At the moment, my thoughts are as follows.
I think we have a rough sketch of what we might do for JSR-305, and
some real
practical experience is needed to move the JSR further down the road.
So my thoughts are to get a implementation of the JSR-305 strawman
proposal we've been
discussing done over the summer, as well as the application of
JSR-305 annotation
to some major open source software.
Now, the fact that I'm planning to prepare a rough draft
implementation of
a JSR-305 doesn't mean I plan to lock into any of the of the design
decisions
in that strawman.

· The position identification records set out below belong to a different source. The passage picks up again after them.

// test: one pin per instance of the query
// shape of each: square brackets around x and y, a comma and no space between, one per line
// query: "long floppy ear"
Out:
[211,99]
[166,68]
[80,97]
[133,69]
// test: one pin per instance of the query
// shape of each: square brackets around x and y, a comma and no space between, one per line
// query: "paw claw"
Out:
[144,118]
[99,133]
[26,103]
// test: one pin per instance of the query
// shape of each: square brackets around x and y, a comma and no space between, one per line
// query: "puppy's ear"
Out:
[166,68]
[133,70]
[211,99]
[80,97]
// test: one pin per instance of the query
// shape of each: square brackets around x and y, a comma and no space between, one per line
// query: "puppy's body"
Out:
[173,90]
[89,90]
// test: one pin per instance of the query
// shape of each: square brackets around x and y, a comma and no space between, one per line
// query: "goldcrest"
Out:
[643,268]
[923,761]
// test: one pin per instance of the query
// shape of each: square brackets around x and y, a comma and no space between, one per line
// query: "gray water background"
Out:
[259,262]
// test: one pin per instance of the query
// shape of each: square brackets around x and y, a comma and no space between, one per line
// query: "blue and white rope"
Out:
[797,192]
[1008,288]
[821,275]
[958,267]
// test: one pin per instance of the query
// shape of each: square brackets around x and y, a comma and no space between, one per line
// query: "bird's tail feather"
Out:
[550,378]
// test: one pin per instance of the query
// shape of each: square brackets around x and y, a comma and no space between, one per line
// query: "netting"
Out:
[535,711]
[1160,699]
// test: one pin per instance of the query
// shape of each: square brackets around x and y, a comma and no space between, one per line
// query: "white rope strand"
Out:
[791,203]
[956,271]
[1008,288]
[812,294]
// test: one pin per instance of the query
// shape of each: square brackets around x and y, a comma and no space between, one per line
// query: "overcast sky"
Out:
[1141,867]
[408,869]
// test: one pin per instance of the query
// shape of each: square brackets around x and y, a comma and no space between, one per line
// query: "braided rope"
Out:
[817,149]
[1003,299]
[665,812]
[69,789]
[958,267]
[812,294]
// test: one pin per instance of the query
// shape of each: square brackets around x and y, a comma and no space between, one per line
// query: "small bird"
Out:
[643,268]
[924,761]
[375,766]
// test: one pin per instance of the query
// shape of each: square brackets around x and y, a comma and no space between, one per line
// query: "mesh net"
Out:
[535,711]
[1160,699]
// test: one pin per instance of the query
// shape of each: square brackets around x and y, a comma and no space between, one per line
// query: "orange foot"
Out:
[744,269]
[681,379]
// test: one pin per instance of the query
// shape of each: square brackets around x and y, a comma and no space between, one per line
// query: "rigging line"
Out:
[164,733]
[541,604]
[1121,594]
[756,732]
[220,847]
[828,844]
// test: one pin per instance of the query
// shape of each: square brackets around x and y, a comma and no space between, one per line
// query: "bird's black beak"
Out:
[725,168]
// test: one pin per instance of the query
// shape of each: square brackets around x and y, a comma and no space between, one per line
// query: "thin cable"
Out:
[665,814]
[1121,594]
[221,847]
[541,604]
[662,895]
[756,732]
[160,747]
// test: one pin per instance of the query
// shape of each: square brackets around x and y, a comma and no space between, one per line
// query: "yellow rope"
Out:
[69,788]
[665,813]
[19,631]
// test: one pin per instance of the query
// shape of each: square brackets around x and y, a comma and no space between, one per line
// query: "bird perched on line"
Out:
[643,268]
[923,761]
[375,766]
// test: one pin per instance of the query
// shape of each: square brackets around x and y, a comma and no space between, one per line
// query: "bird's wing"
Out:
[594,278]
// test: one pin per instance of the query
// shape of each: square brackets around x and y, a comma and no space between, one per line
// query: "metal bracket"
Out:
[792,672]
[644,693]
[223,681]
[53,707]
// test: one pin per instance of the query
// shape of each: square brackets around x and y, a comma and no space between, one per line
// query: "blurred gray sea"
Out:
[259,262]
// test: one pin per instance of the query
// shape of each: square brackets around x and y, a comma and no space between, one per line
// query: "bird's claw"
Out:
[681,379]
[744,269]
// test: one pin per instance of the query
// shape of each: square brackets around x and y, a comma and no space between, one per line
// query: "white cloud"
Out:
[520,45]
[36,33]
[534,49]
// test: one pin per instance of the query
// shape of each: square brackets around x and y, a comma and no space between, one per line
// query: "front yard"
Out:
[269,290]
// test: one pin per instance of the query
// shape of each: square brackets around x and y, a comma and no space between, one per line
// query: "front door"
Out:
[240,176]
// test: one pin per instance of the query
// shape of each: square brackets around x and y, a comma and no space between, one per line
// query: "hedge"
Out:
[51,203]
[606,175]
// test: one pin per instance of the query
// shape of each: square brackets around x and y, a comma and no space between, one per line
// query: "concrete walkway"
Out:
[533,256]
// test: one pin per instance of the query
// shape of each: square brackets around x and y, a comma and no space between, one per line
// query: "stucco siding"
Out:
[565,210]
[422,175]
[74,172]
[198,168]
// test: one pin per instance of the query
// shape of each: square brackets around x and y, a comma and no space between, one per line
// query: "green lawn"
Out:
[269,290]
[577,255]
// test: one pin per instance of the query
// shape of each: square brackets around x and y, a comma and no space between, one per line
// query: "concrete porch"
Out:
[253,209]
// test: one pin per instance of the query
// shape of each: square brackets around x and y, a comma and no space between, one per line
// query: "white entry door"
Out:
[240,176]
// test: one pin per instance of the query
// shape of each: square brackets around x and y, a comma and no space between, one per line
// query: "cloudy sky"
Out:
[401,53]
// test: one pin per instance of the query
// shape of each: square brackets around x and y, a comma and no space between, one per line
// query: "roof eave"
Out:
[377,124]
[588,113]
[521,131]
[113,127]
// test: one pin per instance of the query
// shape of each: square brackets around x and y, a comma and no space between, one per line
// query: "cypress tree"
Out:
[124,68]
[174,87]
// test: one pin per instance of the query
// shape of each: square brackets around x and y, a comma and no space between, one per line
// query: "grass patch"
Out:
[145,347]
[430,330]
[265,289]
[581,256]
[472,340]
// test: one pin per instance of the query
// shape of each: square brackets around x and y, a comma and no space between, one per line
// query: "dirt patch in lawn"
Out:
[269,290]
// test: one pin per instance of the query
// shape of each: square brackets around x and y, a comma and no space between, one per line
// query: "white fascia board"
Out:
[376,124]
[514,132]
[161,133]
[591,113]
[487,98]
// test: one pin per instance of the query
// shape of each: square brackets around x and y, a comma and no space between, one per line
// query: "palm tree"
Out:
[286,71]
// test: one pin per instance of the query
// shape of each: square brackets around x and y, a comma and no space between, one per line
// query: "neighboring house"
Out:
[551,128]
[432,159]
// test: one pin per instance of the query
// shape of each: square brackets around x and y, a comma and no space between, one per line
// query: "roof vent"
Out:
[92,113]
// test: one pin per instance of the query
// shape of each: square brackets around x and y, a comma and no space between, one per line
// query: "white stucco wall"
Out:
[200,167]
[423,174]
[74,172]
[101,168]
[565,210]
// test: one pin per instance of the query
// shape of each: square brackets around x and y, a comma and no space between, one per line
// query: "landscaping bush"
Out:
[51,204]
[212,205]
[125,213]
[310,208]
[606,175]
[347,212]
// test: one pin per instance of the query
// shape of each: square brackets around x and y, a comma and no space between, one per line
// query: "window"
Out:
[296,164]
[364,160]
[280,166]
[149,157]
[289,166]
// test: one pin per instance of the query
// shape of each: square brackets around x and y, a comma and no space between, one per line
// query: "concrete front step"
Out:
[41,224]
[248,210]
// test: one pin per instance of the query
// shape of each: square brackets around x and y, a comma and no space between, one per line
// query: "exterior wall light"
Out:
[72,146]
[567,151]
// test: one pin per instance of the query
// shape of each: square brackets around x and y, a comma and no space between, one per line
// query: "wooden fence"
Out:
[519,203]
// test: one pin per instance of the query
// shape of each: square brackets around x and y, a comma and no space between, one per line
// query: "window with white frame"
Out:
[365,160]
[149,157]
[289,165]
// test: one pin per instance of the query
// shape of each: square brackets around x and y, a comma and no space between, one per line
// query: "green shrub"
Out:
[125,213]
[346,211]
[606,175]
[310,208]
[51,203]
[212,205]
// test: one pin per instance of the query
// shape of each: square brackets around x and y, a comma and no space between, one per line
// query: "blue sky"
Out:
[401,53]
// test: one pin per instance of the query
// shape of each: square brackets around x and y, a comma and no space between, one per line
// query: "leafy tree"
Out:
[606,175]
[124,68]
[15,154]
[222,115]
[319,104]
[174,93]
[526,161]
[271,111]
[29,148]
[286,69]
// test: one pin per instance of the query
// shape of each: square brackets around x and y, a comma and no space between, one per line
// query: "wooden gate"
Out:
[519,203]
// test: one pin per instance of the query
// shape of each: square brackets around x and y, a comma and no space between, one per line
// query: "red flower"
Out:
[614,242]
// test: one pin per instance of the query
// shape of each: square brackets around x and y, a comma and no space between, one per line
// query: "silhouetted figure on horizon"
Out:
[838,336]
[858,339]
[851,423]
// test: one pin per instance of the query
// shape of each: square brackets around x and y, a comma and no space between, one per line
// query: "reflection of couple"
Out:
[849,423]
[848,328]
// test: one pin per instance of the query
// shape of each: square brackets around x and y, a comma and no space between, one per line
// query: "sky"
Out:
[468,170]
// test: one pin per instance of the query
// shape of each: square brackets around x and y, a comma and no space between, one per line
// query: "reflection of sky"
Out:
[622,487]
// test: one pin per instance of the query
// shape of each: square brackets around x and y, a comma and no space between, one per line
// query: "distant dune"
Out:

It won't be shipped with FindBugs, and I'll
discourage anyone
from starting to apply the annotations defined in the strawman, since
I expect
them to change.
And I'm hoping that SureLogic and Brian Goetz will move the
concurrency annotations
down the court, since I don't think we really have enough experience
with the JCIP
annotations yet.
The strawman proposal is sort of scattered here and there, but I hope
to write
it up by the end of May, and will of course accept any feedback on
refining the
strawman. But is just a strawman, and we don't need complete
agreement on the
strawman proposal.
Of course, anyone else if welcome to implement their own strawman
proposal and we can
have a bake-off.
Bill
I'll put it on my list to do a pass on something like java.util with the
JCiP annotations and see how it goes.
I suspect I'm going to want @Factory for that.
Dan
>
> Bill, I was searching the discussions and could not find the
> resolution
> to the retention policy
> question. Did we have a closure on that subject?
>
> Dan
Not really, let's try to bring that one home.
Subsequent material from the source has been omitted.